What do these young people have in common?
All are students involved in the protest movement that is sweeping the province and garnering some international attention.
They oppose Quebec's tuition hike, which would see university fees rise about 75 per cent over the next five years to about $3,800 a year.
The increase would still leave Quebec with some of the country's lowest university rates, prompting many observers to wonder: Why are these students protesting so aggressively?
The Canadian Press contacted students through their involvement in Facebook groups and student associations, asking them to explain why they became involved in the movement and what results they want to achieve.
In light of recent protests that have become disruptive, some did not want to be publicly associated with the movement and refused to be interviewed. Two asked, after having already been interviewed, to have their names removed. One asked not to be photographed.
Here are six students who were willing to publicly share their stories.
Master's student in French literature at McGill University
Career aspirations: Wants to work in the publishing industry after finishing her thesis.
Involvement: Active in the movement since its inception. Her poem-turned-YouTube video, called Speak Red, has almost 50,000 views to date. It's based on the classic Quebecois poem "Speak White," first recited in 1970 as a complaint against anti-francophone prejudice.
What she wants: Says ongoing events are not just a student movement, but a social movement with tuition fees being the first step. Says the government no longer reflects the people's will, and the protest goal is to "take back our society."
Third-year music student at CEGEP de Saint-Laurent
Career aspirations: Unsure of his future goals, but would like to make a living by playing, writing and teaching music.
Involvement: Hails from the West Island of Montreal. Says he had never been involved in activism or interested in politics until entering CEGEP and becoming friends with students who – unlike himself – struggled financially and became active in the anti-tuition protests.
What he wants: Tuition hike doesn't personally affect him as his parents pay for his education, but says he's protesting to support his fellow students. Believes the protests have taken on a broader, social scope against the ''the capitalist system in place right now.''
Third-year Spanish major at Concordia University
Career aspirations: Originally wanted to go into politics, but says she now wants to practise human-rights law.
Involvement: A self-described communist who joined the student protests while attending Dawson College. Says her parents – who were involved in the Marxist-Leninist Party in the 1980s in Winnipeg – influenced her values and sense of social activism.
What she wants: Tuition freeze; ideally, tuition ''should be free across the planet,'' but freezing current fees is a small step of what she sees as a larger goal. Says it also isn't just about the money, but about standing up to a government she believes has taken too many liberties against people.
Third-year education student at Universite de Montreal
Career aspirations: Has tentative plans to become a high-school teacher by the fall of 2013.
Involvement: As a student and future teacher, says she is passionate about making education accessible. When the tuition hike was announced in 2011, she worried it would prevent certain people from going to school and began attending her university's information sessions.

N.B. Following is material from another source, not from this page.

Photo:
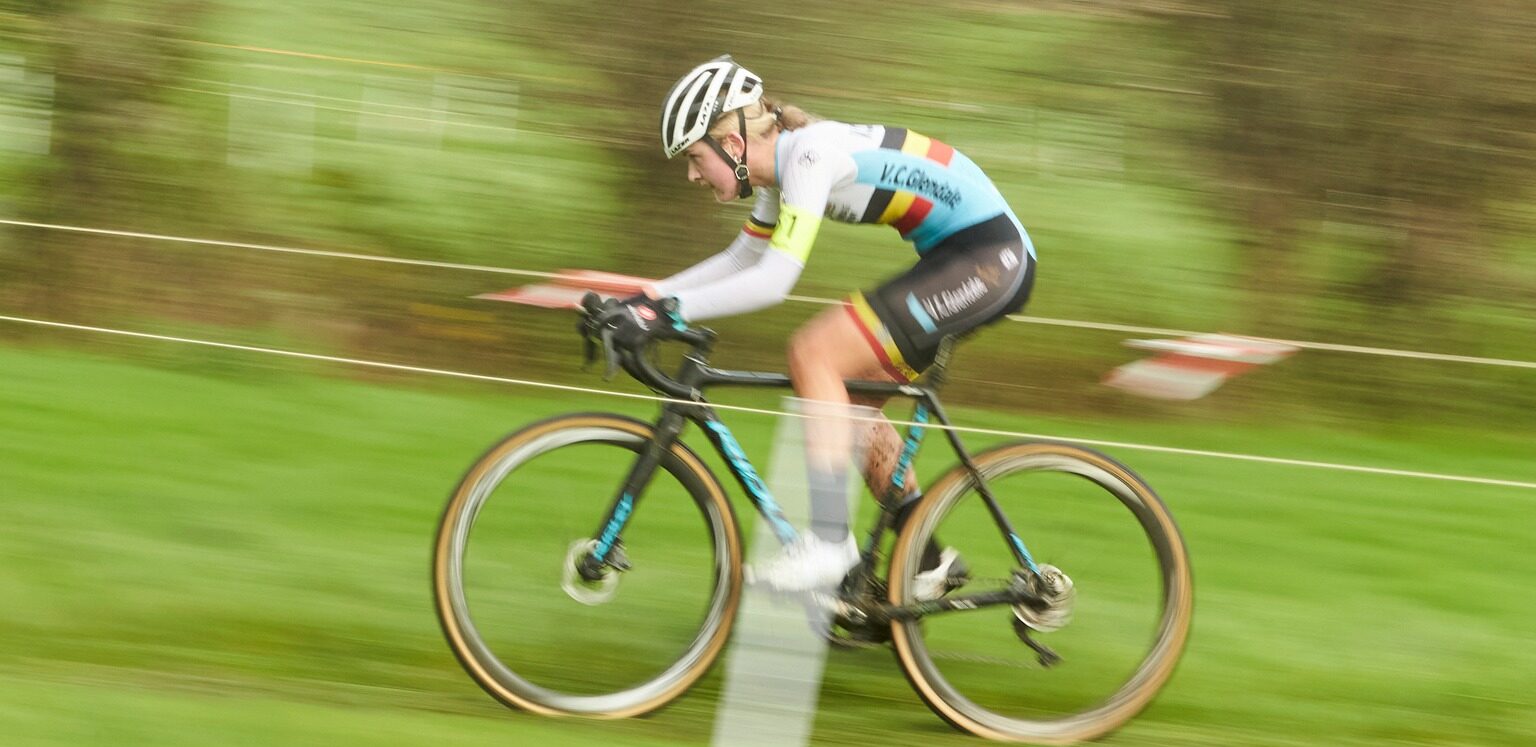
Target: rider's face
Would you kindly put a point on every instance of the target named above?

What she wants: Tuition freeze. Also believes the protests have become part of a larger, societal issue. Is calling on the government to stop placing capital interests ''above the interests of the people.''
Fourth-year philosophy major at McGill University
Career aspirations: Uncertain about his plans, but is looking to pursue further graduate studies in philosophy and teaching.
Involvement: First covered the student hikes while writing for the McGill Daily newspaper. As the paper's resident rabble-rouser, became more actively involved as the protest movement grew.

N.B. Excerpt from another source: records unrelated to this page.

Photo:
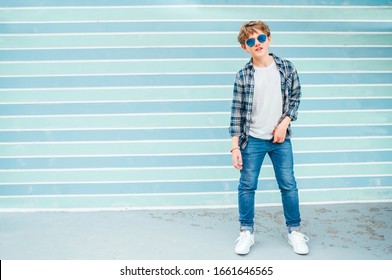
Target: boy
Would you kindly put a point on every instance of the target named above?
(266, 97)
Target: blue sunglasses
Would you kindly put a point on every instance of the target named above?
(252, 41)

What he wants: Says the protests over tuition hikes are part of what has become a bigger movement that is exposing broader social injustices in the province. Says re-freezing tuition would be a great first step, but wants the government to recognize and re-evaluate its ''capitalist policies.''
Master's student in French literature at Universite de Montreal
Career aspirations: Wants to pursue her PhD in French literature or be a CEGEP teacher.

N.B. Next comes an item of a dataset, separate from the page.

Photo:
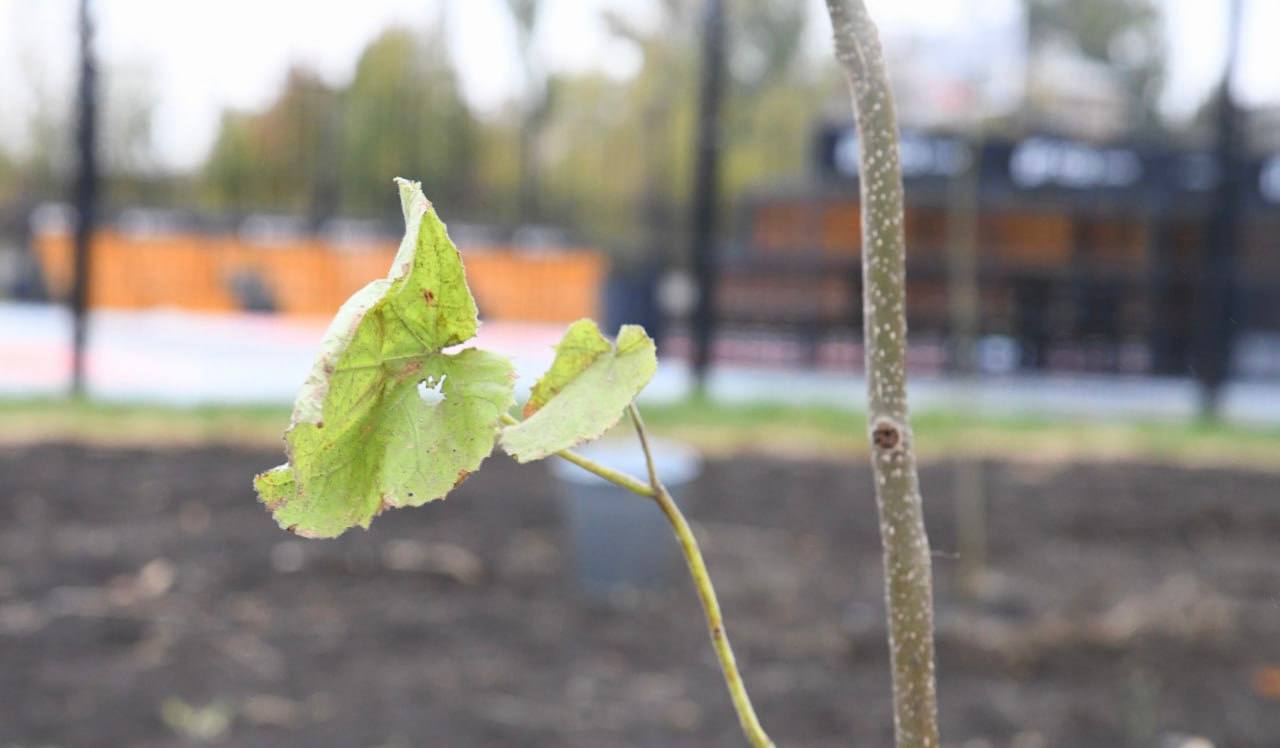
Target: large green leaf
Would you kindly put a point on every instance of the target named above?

Involvement: Has had a role in student activism since joining her junior-college student union and participating in the 2005 Quebec strike against budget cuts to the loans and bursaries program. Sought to be part of the student mobilization when the hike was announced last year.
What she wants: Tuition fees to stay as they are. She would at least like to see a lowering of the hike or an extension of the five-year phase-in period. Has bigger goals — says the protests have raised social consciousness and Quebec needs to ''have a vision'' about the kind of province it wants to be.